All Products
Search
Document Center

Platform For AI:FAQ about Model Gallery

Last Updated:Mar 05, 2025

This topic provides answers to some frequently asked questions about deploying or fine-tuning a trained model in Model Gallery.

How do I identify the root cause of a training job failure?

A training job may fail due to various causes, such as invalid dataset formats. You can use the following methods to troubleshoot the failure:

  • View the task diagnosis. Perform the following steps: On the Job Management page, click Training jobs and then click the name of the job that you want to view. On the Task details tab, move the pointer over Failure to view the error message.

    image

  • To view task logs, perform the following steps: On the Job Management page, click Training jobs and then click the name of the job that you want to view. On the Task log tab, view the error messages.

    image

    The following table describes the error messages and the corresponding solutions.

    Error type

    Error message

    Solution

    Input and output-related errors

    ValueError: output channel ${your OSS uri} must be directory

    Check whether the output path of the training is a folder. The output path must be a folder.

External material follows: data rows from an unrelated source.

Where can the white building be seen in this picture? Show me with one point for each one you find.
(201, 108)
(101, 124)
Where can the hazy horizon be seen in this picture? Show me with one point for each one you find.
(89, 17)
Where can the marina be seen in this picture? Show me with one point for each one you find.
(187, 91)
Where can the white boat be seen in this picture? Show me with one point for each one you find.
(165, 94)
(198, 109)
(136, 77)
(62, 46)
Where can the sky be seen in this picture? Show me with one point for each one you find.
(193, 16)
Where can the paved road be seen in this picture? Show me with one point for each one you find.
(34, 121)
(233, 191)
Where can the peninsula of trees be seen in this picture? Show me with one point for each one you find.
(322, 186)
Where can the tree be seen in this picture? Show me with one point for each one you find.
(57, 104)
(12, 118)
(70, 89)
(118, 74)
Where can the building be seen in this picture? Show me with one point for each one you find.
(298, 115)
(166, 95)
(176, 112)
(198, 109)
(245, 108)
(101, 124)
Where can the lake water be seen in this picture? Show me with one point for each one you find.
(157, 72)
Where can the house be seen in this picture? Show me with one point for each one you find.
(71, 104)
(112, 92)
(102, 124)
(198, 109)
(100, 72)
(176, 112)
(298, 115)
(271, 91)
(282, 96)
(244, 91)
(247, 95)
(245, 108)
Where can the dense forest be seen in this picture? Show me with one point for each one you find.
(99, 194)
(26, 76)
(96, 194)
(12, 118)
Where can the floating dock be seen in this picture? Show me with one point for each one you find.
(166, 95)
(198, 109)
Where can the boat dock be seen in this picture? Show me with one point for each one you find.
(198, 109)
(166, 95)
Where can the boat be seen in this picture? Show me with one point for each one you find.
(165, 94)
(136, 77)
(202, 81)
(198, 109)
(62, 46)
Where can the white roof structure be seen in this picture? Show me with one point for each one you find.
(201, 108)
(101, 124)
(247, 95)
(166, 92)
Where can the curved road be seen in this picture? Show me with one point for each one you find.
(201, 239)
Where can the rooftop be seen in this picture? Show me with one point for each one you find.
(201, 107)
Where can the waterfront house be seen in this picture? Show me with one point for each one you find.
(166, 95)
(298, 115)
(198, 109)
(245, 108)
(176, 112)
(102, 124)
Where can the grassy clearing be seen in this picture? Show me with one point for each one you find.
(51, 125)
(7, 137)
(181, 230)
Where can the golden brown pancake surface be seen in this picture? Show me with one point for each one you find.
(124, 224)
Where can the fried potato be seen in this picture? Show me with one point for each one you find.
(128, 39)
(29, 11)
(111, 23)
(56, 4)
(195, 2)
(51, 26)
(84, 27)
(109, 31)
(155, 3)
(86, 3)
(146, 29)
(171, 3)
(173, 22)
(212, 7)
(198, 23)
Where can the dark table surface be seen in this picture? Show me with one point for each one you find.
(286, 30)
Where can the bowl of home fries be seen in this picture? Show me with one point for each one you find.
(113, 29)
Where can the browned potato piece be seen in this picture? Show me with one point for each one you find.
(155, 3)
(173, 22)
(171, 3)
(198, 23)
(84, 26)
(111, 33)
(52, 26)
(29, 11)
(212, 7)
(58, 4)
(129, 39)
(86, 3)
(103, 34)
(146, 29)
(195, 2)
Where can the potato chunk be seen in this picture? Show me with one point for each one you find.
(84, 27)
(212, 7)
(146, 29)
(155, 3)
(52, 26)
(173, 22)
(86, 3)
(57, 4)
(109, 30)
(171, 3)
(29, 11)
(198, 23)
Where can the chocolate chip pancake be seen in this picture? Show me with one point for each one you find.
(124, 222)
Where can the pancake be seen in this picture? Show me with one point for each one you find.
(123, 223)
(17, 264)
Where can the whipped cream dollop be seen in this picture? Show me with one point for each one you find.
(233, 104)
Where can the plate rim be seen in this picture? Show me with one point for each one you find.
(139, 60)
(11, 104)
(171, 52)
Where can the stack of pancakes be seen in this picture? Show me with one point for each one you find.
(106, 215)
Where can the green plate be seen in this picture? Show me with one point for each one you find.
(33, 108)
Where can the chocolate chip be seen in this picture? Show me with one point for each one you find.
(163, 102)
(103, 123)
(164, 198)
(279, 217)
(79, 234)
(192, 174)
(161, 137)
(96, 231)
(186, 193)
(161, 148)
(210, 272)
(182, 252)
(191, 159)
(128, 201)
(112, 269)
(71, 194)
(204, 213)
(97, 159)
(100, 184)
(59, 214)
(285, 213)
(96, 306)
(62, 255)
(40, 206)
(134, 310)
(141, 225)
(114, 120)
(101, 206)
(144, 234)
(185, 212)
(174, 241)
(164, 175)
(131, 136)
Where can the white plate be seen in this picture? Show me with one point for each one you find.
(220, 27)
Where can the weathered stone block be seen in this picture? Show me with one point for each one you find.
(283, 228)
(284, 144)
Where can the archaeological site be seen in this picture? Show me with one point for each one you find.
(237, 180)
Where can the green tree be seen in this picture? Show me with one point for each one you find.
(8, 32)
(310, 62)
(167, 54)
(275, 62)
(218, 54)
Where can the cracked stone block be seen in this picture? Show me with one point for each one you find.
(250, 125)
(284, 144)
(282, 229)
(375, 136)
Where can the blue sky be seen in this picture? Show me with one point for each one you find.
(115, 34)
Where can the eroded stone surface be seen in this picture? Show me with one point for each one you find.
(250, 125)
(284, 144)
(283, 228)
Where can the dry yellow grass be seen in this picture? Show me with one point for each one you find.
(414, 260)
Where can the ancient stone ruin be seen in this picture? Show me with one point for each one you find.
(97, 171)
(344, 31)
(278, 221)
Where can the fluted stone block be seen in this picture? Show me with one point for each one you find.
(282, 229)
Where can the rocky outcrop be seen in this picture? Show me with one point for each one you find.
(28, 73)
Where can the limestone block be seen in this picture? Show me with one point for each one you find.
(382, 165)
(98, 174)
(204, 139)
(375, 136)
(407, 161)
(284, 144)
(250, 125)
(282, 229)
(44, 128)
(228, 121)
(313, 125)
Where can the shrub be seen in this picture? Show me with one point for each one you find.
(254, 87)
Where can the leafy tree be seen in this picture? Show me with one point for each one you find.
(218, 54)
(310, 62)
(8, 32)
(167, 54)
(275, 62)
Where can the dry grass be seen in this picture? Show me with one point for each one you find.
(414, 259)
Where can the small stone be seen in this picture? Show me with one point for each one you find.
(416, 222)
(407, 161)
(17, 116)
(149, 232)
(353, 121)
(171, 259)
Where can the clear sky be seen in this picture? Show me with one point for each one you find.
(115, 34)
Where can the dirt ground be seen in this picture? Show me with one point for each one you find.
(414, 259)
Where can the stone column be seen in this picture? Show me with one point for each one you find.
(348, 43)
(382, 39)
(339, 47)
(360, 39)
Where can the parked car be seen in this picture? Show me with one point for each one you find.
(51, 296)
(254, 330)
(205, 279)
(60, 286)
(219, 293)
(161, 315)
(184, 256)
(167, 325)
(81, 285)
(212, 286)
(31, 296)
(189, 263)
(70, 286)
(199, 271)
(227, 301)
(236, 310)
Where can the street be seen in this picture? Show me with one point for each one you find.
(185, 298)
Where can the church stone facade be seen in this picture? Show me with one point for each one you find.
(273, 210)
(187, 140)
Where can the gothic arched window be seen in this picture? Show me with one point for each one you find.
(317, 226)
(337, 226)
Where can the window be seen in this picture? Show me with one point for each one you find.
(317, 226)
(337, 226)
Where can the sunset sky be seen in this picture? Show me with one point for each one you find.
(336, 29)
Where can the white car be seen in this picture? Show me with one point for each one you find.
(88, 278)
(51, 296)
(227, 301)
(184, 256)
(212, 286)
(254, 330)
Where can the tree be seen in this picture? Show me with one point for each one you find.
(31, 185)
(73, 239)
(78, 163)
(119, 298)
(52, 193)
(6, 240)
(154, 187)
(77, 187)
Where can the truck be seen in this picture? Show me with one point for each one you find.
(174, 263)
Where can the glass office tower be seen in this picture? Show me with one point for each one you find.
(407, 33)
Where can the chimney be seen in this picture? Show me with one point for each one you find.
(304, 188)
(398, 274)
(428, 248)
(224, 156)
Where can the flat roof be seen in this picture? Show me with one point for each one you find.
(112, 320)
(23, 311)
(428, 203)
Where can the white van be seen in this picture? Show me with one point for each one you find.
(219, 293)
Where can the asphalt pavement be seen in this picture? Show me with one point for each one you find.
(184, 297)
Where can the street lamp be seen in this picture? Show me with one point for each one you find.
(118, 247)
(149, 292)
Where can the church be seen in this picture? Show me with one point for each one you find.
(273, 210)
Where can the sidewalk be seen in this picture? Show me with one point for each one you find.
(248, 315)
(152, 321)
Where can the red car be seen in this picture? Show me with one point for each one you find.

    ValueError: train must be a file

    Check whether the selected input path is a file. The input path must be a file.

    FileNotFoundError

    Check whether the selected input path contains a file that meets the requirements.

    JSONDecodeError

    Check whether the format of the input JSON file is correct.

    ValueError: Input data must be a json file or a jsonl file!

    Check whether the input file is valid. Only JSON and JSONL files are supported.

    KeyError: ${some key name}

    In most cases, this error occurs when the training dataset file that you use is in the JSON format. Check whether the key-value pairs in the training dataset file meet the model requirements. For information about the requirements, see the model description page.

    ValueError: Unrecognized model in /ml/input/data/model/.

    PyTorch cannot recognize the provided model file.

    UnicodeDecoderError

    Check whether the encoding format of the input file is valid.

    Input/output error

    Check the read permission of the input path and the read/write permission of the output path.

    NotADirectoryError: [Errno 20] Not a directory:

    Check whether the input or output path is a folder.

    Hyperparameter-related errors

    ERROR: torch.distributed.elastic.multiprocessing.api:failed (exitcode: -9) local_rank: 0 (pid: 51) of binary: /usr/bin/python (no subprocess-related logs)

    The current model has insufficient memory and Out of Memory (OOM) occurs when the model is loaded. Select a model that has a larger memory size.

    torch.cuda.OutOfMemoryError: CUDA out of memory

    The GPU memory of the current instance is insufficient. Select a GPU-accelerated instance that has a larger GPU memory size or modify the configuration of related hyperparameters, such as, lora dim, or batch size, to reduce the required GPU memory.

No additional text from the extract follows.